O impressionante relatório patrocinado pela ONU e Banco Mundial é um argumento poderoso em favor de novas formas de se aumentar a segurança alimentar mundial (International Assessment of Agricultural Science and Technology for Development, IAASTD, 2008). Quatrocentos cientistas agrícolas do mundo todo examinaram os resultados das melhorias agrícolas em países em desenvolvimento publicado em periódicos mundialmente respeitados ao longo de um período de quatro anos. Eles observaram que, em geral, a transferência dos métodos ocidentais de criação intensiva não levou à habilitaçã do pequeno produtores.
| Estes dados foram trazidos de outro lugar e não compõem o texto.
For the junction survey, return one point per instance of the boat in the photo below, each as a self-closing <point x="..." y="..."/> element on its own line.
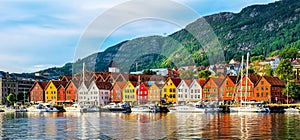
<point x="50" y="108"/>
<point x="250" y="107"/>
<point x="116" y="107"/>
<point x="187" y="109"/>
<point x="20" y="109"/>
<point x="142" y="108"/>
<point x="92" y="109"/>
<point x="244" y="105"/>
<point x="36" y="108"/>
<point x="292" y="110"/>
<point x="75" y="108"/>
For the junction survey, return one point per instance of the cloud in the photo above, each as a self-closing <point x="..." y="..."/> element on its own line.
<point x="34" y="33"/>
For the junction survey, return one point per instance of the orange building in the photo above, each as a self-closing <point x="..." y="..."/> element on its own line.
<point x="227" y="89"/>
<point x="71" y="92"/>
<point x="269" y="89"/>
<point x="246" y="91"/>
<point x="211" y="89"/>
<point x="116" y="92"/>
<point x="37" y="92"/>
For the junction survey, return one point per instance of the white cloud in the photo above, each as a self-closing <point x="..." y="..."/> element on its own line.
<point x="34" y="33"/>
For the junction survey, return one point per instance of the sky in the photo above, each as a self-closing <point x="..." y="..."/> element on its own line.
<point x="37" y="34"/>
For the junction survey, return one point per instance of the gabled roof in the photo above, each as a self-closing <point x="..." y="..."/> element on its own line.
<point x="104" y="85"/>
<point x="176" y="81"/>
<point x="66" y="78"/>
<point x="218" y="81"/>
<point x="274" y="81"/>
<point x="234" y="79"/>
<point x="188" y="82"/>
<point x="41" y="84"/>
<point x="201" y="81"/>
<point x="254" y="78"/>
<point x="121" y="85"/>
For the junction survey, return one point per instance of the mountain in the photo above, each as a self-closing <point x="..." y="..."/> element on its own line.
<point x="258" y="29"/>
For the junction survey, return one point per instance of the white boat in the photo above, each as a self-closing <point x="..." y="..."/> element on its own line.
<point x="187" y="109"/>
<point x="141" y="108"/>
<point x="92" y="109"/>
<point x="292" y="110"/>
<point x="250" y="107"/>
<point x="50" y="108"/>
<point x="74" y="108"/>
<point x="36" y="108"/>
<point x="116" y="107"/>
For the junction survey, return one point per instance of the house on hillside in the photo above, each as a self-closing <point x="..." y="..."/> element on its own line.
<point x="211" y="90"/>
<point x="183" y="91"/>
<point x="228" y="89"/>
<point x="245" y="87"/>
<point x="169" y="90"/>
<point x="37" y="92"/>
<point x="269" y="89"/>
<point x="116" y="92"/>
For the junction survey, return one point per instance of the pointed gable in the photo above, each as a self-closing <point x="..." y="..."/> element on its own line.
<point x="104" y="85"/>
<point x="274" y="81"/>
<point x="218" y="81"/>
<point x="121" y="85"/>
<point x="176" y="81"/>
<point x="188" y="82"/>
<point x="254" y="78"/>
<point x="201" y="81"/>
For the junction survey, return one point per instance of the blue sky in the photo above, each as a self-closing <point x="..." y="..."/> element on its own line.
<point x="37" y="34"/>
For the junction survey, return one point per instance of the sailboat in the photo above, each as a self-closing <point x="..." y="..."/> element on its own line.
<point x="290" y="109"/>
<point x="140" y="108"/>
<point x="248" y="106"/>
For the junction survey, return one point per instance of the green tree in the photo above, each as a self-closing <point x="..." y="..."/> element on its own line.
<point x="289" y="52"/>
<point x="292" y="89"/>
<point x="250" y="71"/>
<point x="284" y="70"/>
<point x="11" y="98"/>
<point x="268" y="71"/>
<point x="148" y="71"/>
<point x="187" y="74"/>
<point x="204" y="74"/>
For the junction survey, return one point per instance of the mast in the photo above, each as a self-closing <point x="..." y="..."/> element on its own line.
<point x="83" y="64"/>
<point x="247" y="66"/>
<point x="139" y="90"/>
<point x="242" y="66"/>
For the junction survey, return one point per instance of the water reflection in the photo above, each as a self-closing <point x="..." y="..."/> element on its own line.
<point x="149" y="126"/>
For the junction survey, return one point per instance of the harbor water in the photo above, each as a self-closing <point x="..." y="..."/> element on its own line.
<point x="67" y="125"/>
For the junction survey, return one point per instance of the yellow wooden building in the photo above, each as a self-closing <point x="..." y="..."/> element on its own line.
<point x="129" y="93"/>
<point x="169" y="90"/>
<point x="154" y="93"/>
<point x="51" y="91"/>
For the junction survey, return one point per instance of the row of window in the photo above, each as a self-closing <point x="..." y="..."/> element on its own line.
<point x="191" y="96"/>
<point x="52" y="92"/>
<point x="170" y="96"/>
<point x="170" y="90"/>
<point x="262" y="94"/>
<point x="129" y="96"/>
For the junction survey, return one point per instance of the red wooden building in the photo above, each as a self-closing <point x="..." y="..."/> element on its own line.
<point x="269" y="89"/>
<point x="37" y="92"/>
<point x="142" y="94"/>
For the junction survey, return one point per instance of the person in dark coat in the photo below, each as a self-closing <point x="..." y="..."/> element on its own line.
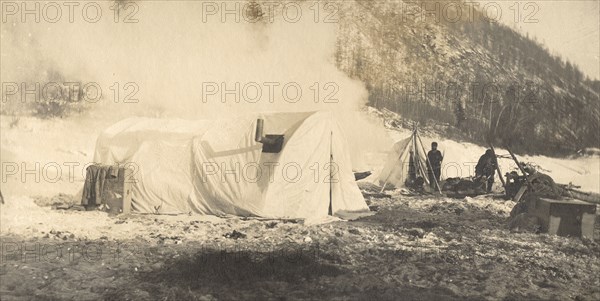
<point x="486" y="167"/>
<point x="435" y="159"/>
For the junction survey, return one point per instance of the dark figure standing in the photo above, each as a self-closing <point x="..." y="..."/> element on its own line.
<point x="435" y="159"/>
<point x="486" y="167"/>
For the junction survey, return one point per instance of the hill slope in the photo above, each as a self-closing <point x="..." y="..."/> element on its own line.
<point x="479" y="76"/>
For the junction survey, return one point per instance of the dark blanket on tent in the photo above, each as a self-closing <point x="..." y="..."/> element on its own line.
<point x="461" y="187"/>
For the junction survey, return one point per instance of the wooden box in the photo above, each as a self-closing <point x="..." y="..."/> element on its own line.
<point x="116" y="193"/>
<point x="566" y="217"/>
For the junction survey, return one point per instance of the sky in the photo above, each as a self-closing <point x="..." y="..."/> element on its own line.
<point x="568" y="28"/>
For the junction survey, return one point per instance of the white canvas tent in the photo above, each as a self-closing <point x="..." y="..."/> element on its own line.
<point x="217" y="167"/>
<point x="406" y="161"/>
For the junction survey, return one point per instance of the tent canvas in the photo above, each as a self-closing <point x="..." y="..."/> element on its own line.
<point x="405" y="162"/>
<point x="216" y="167"/>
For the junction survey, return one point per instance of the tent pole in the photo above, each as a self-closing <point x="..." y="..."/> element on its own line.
<point x="330" y="212"/>
<point x="389" y="175"/>
<point x="428" y="162"/>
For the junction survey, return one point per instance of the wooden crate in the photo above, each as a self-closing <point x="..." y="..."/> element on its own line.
<point x="117" y="192"/>
<point x="565" y="217"/>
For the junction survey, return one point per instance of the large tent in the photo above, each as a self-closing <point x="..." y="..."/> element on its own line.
<point x="218" y="167"/>
<point x="405" y="163"/>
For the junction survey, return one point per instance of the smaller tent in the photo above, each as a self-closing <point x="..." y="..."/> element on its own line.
<point x="406" y="165"/>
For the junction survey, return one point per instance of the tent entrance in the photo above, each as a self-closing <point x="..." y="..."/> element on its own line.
<point x="408" y="164"/>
Este estudo também demonstrou que as colheitas geneticamente modificadas, em média, não têm uma produção mais alta por hectare: sua popularidade é devida à redução nos custos de pulverização.
O relatório mostra que a produção e segurança mundial de alimentos podem ser substancialmente aumentadas pelo auxílio aos pequenos produtores e criadores de forma a melhorar seus métodos tradicionais por meio de recursos disponíveis localmente. Eles consideram que planos de pesquisa e desenvolvimento para estes pequenos produtores são urgentes a fim de levar sua produção a patamares mais altos e ao seu desenvolvimento, para que, com a melhora da sua produção, também melhore a qualidade de vida das comunidades rurais pobres e a disponibilidade de alimentos para venda local. É interessante notar que estas propostas também se aplicam a países desenvolvidos onde ocorre um aumento da demanda dos consumidores por alimentos orgânicos e produzidos localmente.Estes produtos são, é claro, um pouco mais caros do que aqueles produzidos em larga escala em sistemas intensivos.
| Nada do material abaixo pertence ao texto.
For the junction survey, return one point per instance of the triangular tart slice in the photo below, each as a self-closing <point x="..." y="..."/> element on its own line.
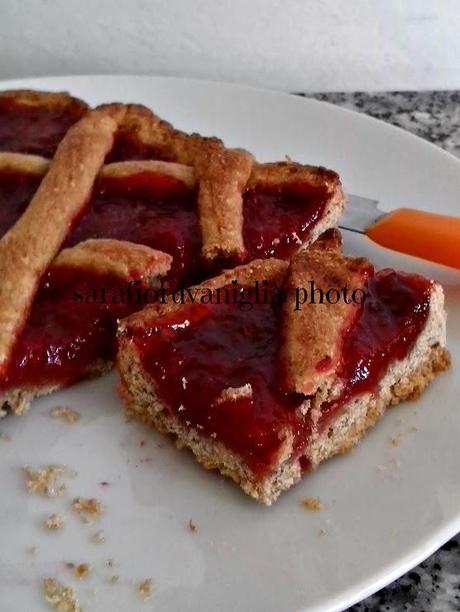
<point x="262" y="390"/>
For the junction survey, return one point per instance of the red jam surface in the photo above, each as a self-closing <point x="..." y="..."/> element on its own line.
<point x="129" y="148"/>
<point x="69" y="327"/>
<point x="393" y="316"/>
<point x="16" y="190"/>
<point x="277" y="221"/>
<point x="33" y="129"/>
<point x="150" y="209"/>
<point x="195" y="354"/>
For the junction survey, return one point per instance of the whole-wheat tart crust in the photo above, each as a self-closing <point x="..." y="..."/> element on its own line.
<point x="122" y="142"/>
<point x="323" y="413"/>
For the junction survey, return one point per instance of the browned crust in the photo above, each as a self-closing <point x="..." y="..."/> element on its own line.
<point x="312" y="335"/>
<point x="126" y="260"/>
<point x="276" y="173"/>
<point x="348" y="429"/>
<point x="221" y="174"/>
<point x="36" y="164"/>
<point x="142" y="404"/>
<point x="23" y="163"/>
<point x="44" y="99"/>
<point x="272" y="270"/>
<point x="28" y="247"/>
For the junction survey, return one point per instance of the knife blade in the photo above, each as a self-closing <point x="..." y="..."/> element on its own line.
<point x="430" y="236"/>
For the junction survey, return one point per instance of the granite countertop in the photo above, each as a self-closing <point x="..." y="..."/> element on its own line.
<point x="434" y="585"/>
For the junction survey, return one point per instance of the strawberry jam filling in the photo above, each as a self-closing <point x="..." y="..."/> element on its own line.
<point x="70" y="326"/>
<point x="150" y="209"/>
<point x="394" y="314"/>
<point x="278" y="220"/>
<point x="129" y="148"/>
<point x="16" y="191"/>
<point x="25" y="128"/>
<point x="194" y="354"/>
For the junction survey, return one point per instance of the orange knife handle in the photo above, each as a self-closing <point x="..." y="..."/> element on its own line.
<point x="426" y="235"/>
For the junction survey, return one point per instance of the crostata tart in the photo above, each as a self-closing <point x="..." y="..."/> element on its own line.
<point x="94" y="200"/>
<point x="264" y="389"/>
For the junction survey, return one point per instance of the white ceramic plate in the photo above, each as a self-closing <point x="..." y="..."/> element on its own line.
<point x="385" y="508"/>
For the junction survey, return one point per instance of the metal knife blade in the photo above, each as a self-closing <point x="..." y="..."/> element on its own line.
<point x="360" y="213"/>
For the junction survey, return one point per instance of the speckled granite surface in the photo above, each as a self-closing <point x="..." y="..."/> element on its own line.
<point x="433" y="586"/>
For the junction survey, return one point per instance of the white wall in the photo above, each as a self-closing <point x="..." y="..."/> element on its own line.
<point x="316" y="45"/>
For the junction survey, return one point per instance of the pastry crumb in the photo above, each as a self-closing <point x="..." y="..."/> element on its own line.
<point x="45" y="481"/>
<point x="60" y="597"/>
<point x="82" y="570"/>
<point x="87" y="508"/>
<point x="145" y="588"/>
<point x="54" y="522"/>
<point x="65" y="414"/>
<point x="312" y="503"/>
<point x="99" y="536"/>
<point x="322" y="532"/>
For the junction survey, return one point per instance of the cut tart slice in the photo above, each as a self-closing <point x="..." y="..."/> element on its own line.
<point x="263" y="388"/>
<point x="121" y="173"/>
<point x="70" y="331"/>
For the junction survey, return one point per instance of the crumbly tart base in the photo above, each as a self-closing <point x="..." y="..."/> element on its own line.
<point x="405" y="379"/>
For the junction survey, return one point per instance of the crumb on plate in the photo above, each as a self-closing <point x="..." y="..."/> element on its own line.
<point x="87" y="508"/>
<point x="60" y="597"/>
<point x="82" y="570"/>
<point x="54" y="522"/>
<point x="65" y="414"/>
<point x="145" y="588"/>
<point x="45" y="481"/>
<point x="312" y="503"/>
<point x="99" y="536"/>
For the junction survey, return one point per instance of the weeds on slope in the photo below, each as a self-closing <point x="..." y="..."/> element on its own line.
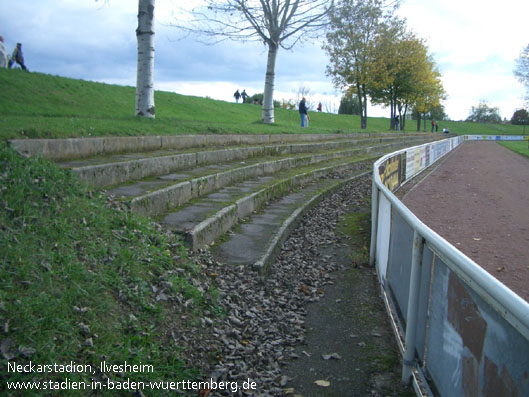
<point x="83" y="282"/>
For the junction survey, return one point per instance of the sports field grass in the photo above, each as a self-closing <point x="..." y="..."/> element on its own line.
<point x="37" y="105"/>
<point x="521" y="147"/>
<point x="80" y="280"/>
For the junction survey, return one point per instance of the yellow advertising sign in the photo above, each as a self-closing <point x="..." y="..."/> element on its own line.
<point x="390" y="173"/>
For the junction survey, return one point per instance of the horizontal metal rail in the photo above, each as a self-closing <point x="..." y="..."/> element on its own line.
<point x="421" y="264"/>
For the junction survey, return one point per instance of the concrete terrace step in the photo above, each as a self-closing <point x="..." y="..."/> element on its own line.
<point x="77" y="148"/>
<point x="265" y="183"/>
<point x="112" y="170"/>
<point x="258" y="240"/>
<point x="208" y="218"/>
<point x="166" y="195"/>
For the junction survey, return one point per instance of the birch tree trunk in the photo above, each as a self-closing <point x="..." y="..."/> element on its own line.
<point x="268" y="97"/>
<point x="145" y="69"/>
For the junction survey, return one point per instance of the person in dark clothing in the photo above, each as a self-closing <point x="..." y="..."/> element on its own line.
<point x="18" y="57"/>
<point x="244" y="95"/>
<point x="303" y="112"/>
<point x="237" y="95"/>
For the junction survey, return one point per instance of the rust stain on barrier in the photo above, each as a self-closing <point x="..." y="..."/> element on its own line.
<point x="497" y="384"/>
<point x="390" y="174"/>
<point x="463" y="314"/>
<point x="470" y="376"/>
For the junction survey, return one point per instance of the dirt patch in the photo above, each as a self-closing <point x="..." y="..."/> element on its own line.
<point x="477" y="199"/>
<point x="349" y="342"/>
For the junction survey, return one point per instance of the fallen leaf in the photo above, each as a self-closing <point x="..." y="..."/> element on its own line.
<point x="323" y="383"/>
<point x="335" y="356"/>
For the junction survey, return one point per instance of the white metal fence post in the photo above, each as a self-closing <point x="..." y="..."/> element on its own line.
<point x="413" y="303"/>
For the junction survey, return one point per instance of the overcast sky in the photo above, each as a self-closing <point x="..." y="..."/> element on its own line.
<point x="474" y="42"/>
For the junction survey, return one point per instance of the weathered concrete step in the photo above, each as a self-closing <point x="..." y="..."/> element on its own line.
<point x="162" y="200"/>
<point x="114" y="173"/>
<point x="218" y="223"/>
<point x="76" y="148"/>
<point x="257" y="241"/>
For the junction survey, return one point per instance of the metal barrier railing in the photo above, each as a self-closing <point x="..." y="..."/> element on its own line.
<point x="461" y="331"/>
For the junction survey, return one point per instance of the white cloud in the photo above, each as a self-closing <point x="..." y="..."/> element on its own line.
<point x="474" y="42"/>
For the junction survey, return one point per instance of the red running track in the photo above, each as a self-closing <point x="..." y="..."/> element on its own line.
<point x="478" y="200"/>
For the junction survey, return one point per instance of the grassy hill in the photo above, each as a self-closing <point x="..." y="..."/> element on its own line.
<point x="38" y="105"/>
<point x="79" y="280"/>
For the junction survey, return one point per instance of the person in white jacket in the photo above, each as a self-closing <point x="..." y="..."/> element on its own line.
<point x="4" y="58"/>
<point x="18" y="57"/>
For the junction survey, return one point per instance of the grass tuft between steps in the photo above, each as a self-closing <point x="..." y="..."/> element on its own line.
<point x="82" y="281"/>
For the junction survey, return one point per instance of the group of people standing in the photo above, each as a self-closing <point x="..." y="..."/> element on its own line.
<point x="16" y="56"/>
<point x="303" y="109"/>
<point x="238" y="95"/>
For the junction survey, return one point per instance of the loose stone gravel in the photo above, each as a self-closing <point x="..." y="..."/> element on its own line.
<point x="263" y="320"/>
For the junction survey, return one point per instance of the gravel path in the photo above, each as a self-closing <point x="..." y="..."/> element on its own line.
<point x="274" y="332"/>
<point x="478" y="200"/>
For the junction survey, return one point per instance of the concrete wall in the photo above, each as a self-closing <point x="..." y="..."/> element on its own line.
<point x="76" y="148"/>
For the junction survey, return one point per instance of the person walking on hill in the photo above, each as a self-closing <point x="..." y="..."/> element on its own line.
<point x="303" y="112"/>
<point x="18" y="57"/>
<point x="244" y="95"/>
<point x="4" y="58"/>
<point x="237" y="95"/>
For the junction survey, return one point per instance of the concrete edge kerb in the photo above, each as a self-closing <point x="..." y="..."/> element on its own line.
<point x="103" y="175"/>
<point x="211" y="228"/>
<point x="272" y="250"/>
<point x="156" y="202"/>
<point x="77" y="148"/>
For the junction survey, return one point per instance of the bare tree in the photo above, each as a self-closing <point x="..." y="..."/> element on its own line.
<point x="277" y="23"/>
<point x="145" y="69"/>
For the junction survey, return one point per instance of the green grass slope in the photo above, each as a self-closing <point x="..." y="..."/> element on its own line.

Agora, como enfatiza Hodges, “deve-se forçosamente perguntar: será que os consumidores estão prontos para pagar mais pelo leite, carne e ovos produzidos de maneira sustentável? Se é verdade que a produção intensiva não pode solucionar o problema da alimentação mundial sem enormes consequências negativas, então só existe uma resposta séria para esta pergunta, que também se aplica às mudanças climáticas: será que as pessoas querem reduzir e modificar o seu modo de consumo para evitar o aquecimento global? A sustentabilidade sempre vai custar mais do que a não-sustentabilidade, mas vale a pena. Podemos parecer mais pobres em alguns itens não essenciais, mas no final do dia, ainda vamos estar por aqui”.
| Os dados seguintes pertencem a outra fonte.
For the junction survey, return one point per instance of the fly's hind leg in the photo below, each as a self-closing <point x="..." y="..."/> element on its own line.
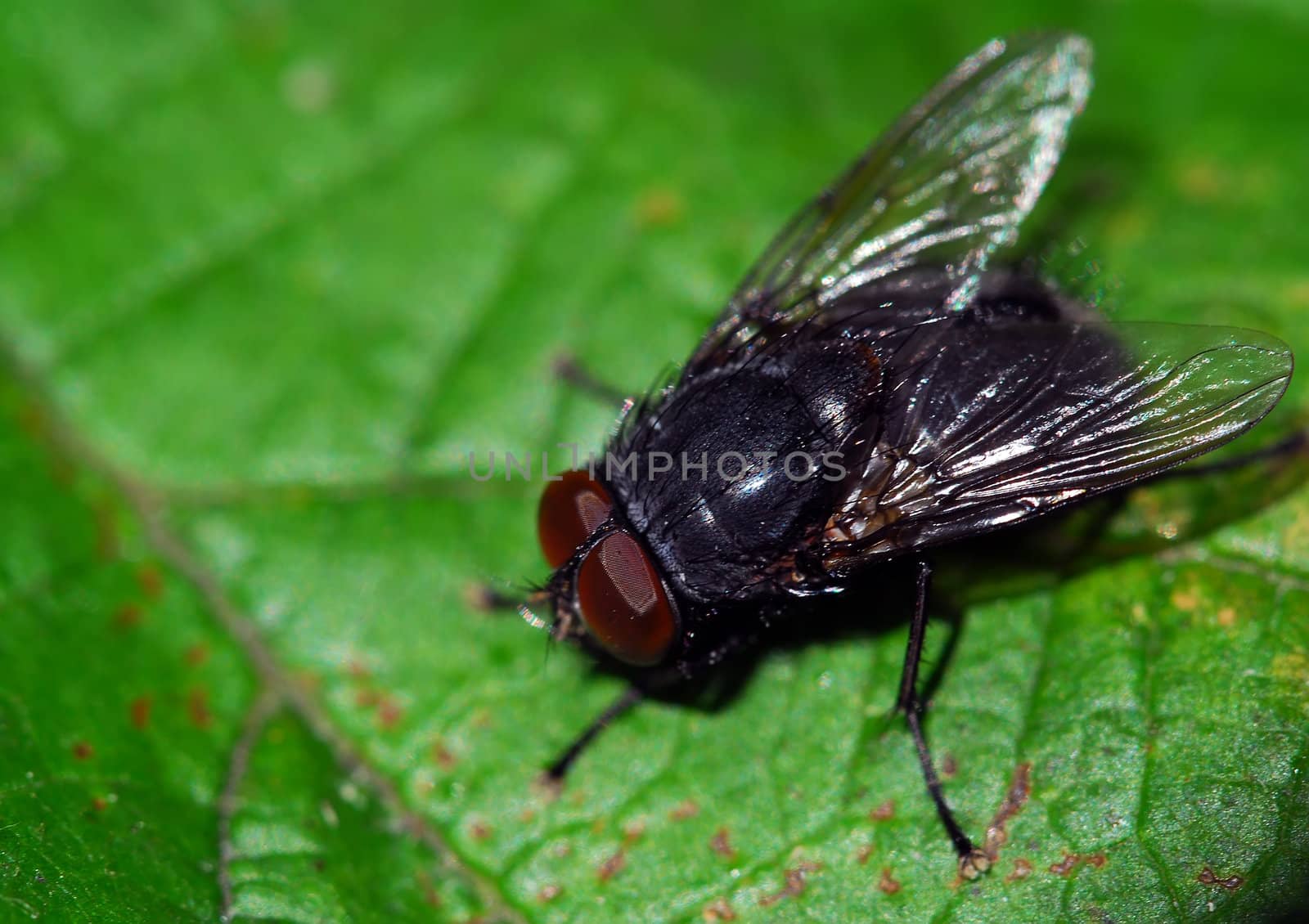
<point x="1284" y="448"/>
<point x="973" y="861"/>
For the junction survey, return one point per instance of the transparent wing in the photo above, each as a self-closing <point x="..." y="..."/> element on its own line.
<point x="988" y="424"/>
<point x="947" y="186"/>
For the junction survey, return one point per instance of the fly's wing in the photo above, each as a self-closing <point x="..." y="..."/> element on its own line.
<point x="986" y="424"/>
<point x="947" y="186"/>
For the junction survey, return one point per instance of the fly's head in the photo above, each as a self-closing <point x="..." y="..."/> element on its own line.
<point x="608" y="593"/>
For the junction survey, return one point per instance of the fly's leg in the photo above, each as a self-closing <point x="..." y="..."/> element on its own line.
<point x="1280" y="449"/>
<point x="558" y="769"/>
<point x="671" y="677"/>
<point x="973" y="861"/>
<point x="569" y="370"/>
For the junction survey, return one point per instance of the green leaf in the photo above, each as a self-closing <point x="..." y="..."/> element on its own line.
<point x="268" y="275"/>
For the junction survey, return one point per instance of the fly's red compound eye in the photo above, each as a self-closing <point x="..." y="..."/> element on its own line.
<point x="623" y="603"/>
<point x="569" y="512"/>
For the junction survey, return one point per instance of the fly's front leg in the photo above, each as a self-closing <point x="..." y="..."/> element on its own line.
<point x="973" y="861"/>
<point x="569" y="370"/>
<point x="560" y="767"/>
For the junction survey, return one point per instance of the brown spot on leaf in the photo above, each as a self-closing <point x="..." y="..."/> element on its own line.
<point x="1020" y="788"/>
<point x="128" y="616"/>
<point x="613" y="865"/>
<point x="1021" y="871"/>
<point x="443" y="756"/>
<point x="389" y="712"/>
<point x="722" y="843"/>
<point x="198" y="707"/>
<point x="1066" y="865"/>
<point x="684" y="810"/>
<point x="150" y="579"/>
<point x="1073" y="860"/>
<point x="1208" y="877"/>
<point x="660" y="207"/>
<point x="141" y="711"/>
<point x="719" y="910"/>
<point x="795" y="884"/>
Seria exagero afirmar, como Hodges, que estamos caminhando rapidamente para a insustentabilidade da produção de alimentos? São palavras dele: “Alguns céticos duvidam de que estamos caminhando para o desastre. Eles argumentam que o sistema intensivo pode ser expandido indefinidamente para produzir quantidades de alimento cada vez maiores ou mesmo a preços cada vez mais baixos. Mas grandes líderes mundiais de todas as áreas nos dizem constantemente – não há escolha – estamos em rota de colisão com a realidade. Não quero negar os perigos e já escrevi mais detalhadamente sobre isto (World Poultry Science Journal, Vol 65, março de 2009, páginas 5-21). Meu objetivo é estimular a discussão, abrir nossas mentes, ampliar nossa visão, alongar nossa escala de tempo, fortalecer fundamentos essenciais a assim nos levar a pensar além do nosso paradigma habitual.”
São Paulo, abril, 2018.
José Cezar Panetta
Sílvia Panetta Nascimento
Marcelo Arruda Nascimento
Editoria Científica da Revista Higiene Alimentar, São Paulo.